Diante desse conteúdo ilícito, os investigadores da DGCCRF só podem encaminhar os casos aos tribunais. Mas, em 2024, de acordo com os números apresentados durante esta audiência, a DGCCRF apresentou apenas 13 denúncias aos tribunais, por todas as violações identificadas e, portanto, não apenas pela promoção de medicina estética ou cirurgia. Em entrevista à BFMTV.com, a agência confirmou ter observado casos de "promoção de procedimentos cirúrgicos por indivíduos não qualificados" por influenciadores em 2024, sem fornecer mais detalhes sobre o número ou a natureza desses casos.
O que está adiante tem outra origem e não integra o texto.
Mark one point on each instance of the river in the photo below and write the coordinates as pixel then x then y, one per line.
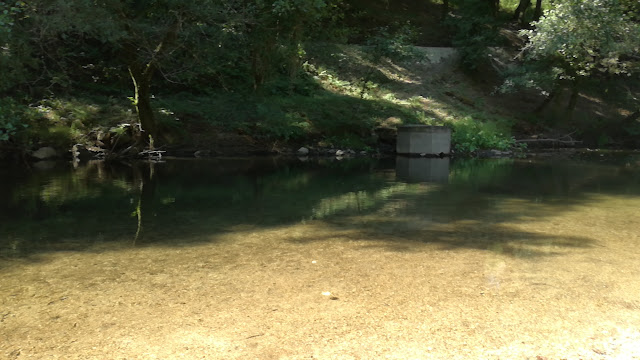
pixel 269 258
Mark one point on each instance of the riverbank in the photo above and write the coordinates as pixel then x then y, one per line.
pixel 343 101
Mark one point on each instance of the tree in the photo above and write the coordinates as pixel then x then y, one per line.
pixel 151 37
pixel 580 39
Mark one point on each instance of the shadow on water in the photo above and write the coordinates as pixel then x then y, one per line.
pixel 466 203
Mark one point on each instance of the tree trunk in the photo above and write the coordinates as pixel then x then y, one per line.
pixel 538 12
pixel 141 76
pixel 573 100
pixel 548 100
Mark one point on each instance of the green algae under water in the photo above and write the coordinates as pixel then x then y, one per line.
pixel 267 258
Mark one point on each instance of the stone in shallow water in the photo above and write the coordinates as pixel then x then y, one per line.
pixel 45 153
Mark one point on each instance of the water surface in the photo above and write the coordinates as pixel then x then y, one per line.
pixel 271 258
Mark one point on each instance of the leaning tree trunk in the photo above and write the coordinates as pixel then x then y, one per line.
pixel 141 74
pixel 573 100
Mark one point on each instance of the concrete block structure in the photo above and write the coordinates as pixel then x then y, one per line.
pixel 423 140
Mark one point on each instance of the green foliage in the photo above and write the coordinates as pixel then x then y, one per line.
pixel 469 135
pixel 12 123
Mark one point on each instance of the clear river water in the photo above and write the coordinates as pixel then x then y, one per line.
pixel 269 258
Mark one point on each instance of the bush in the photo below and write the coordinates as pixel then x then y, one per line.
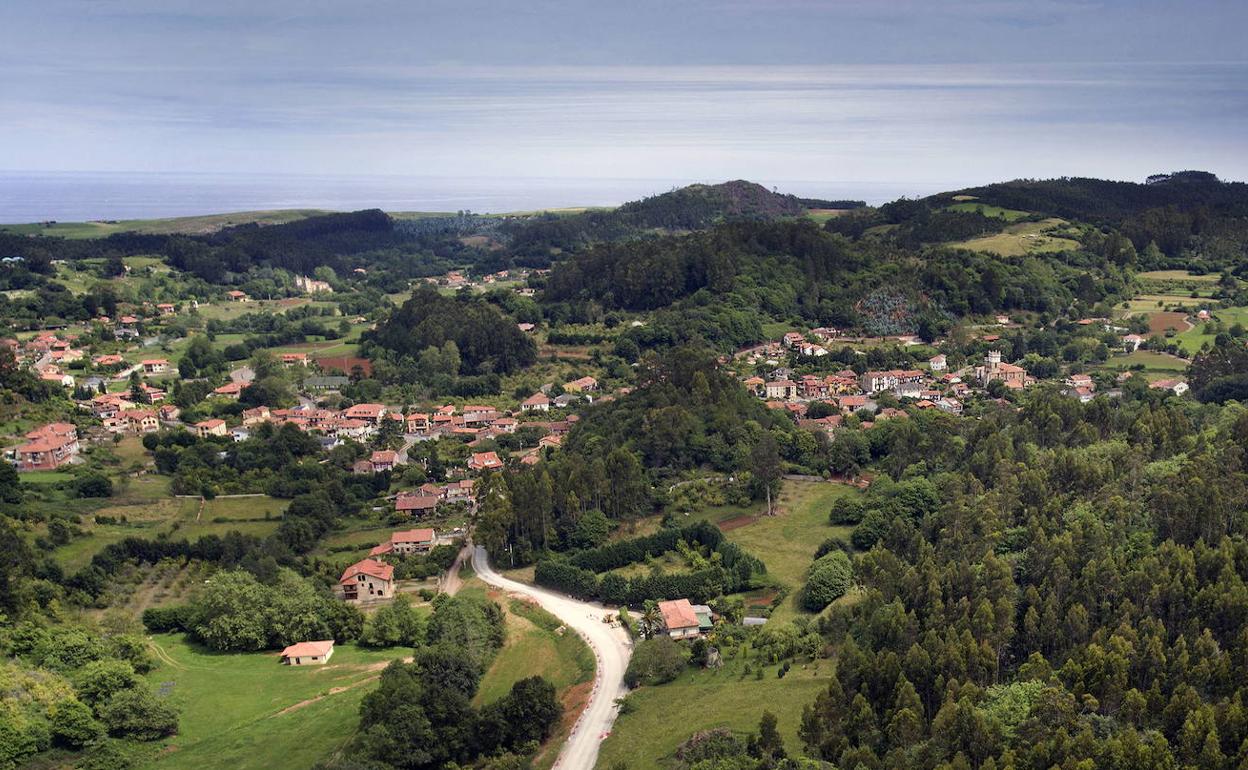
pixel 829 579
pixel 166 619
pixel 655 662
pixel 135 713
Denunciantes confirmam que as histórias promovendo injetores falsos não desapareceram. "Houve um hiato de um ano, provavelmente devido à lei dos influenciadores, o que causou medo. Mas, desde meados de 2024, o número voltou a aumentar", diz Jean-Baptiste Boisseau.
"Sinto que quase nada mudou", concorda Audrey Chippaux, administradora da conta do Instagram Vos Stars en réalité, que alerta sobre golpes de influenciadores. A autora do livro "Derrière le filtre, enquête sur le système de l'influence" também observa inúmeros anúncios de médicos no exterior, especialmente na Turquia, que não conseguem fornecer acompanhamento pós-operatório adequado.
Em abril, por exemplo, a influenciadora Assia Lynne, que tem quase 300 mil seguidores no TikTok, anunciou uma empresa britânica que estava "em turnê com o BBL" (Brazilian Butt Lifting, procedimento que envolve o aumento do volume dos glúteos por meio da injeção de gordura retirada de outra área do corpo) pela Europa. A jovem anunciou um preço muito baixo em comparação aos cobrados normalmente, alegando que eram "médicas de verdade". Uma afirmação, no entanto, impossível de verificar.
Jean-Baptiste Boisseau acredita que o problema não é apenas o vazio legislativo que impede a DGCCRF de impor sanções a esses influenciadores: "o problema é a reação das autoridades como um todo", explica este porta-voz do coletivo AVI, pedindo uma resposta forte.
"Desde que você tenha pontos na carteira, você pode se dar ao luxo de dirigir em alta velocidade", também ilustra Audrey Chippaux. Na ausência de sanções severas, ela tenta educar as pessoas em suas próprias redes: "As pessoas precisam entender que só porque veem esses anúncios não significa que têm permissão para dirigir." Resta saber se o julgamento de Rym Renom servirá de exemplo para seus colegas.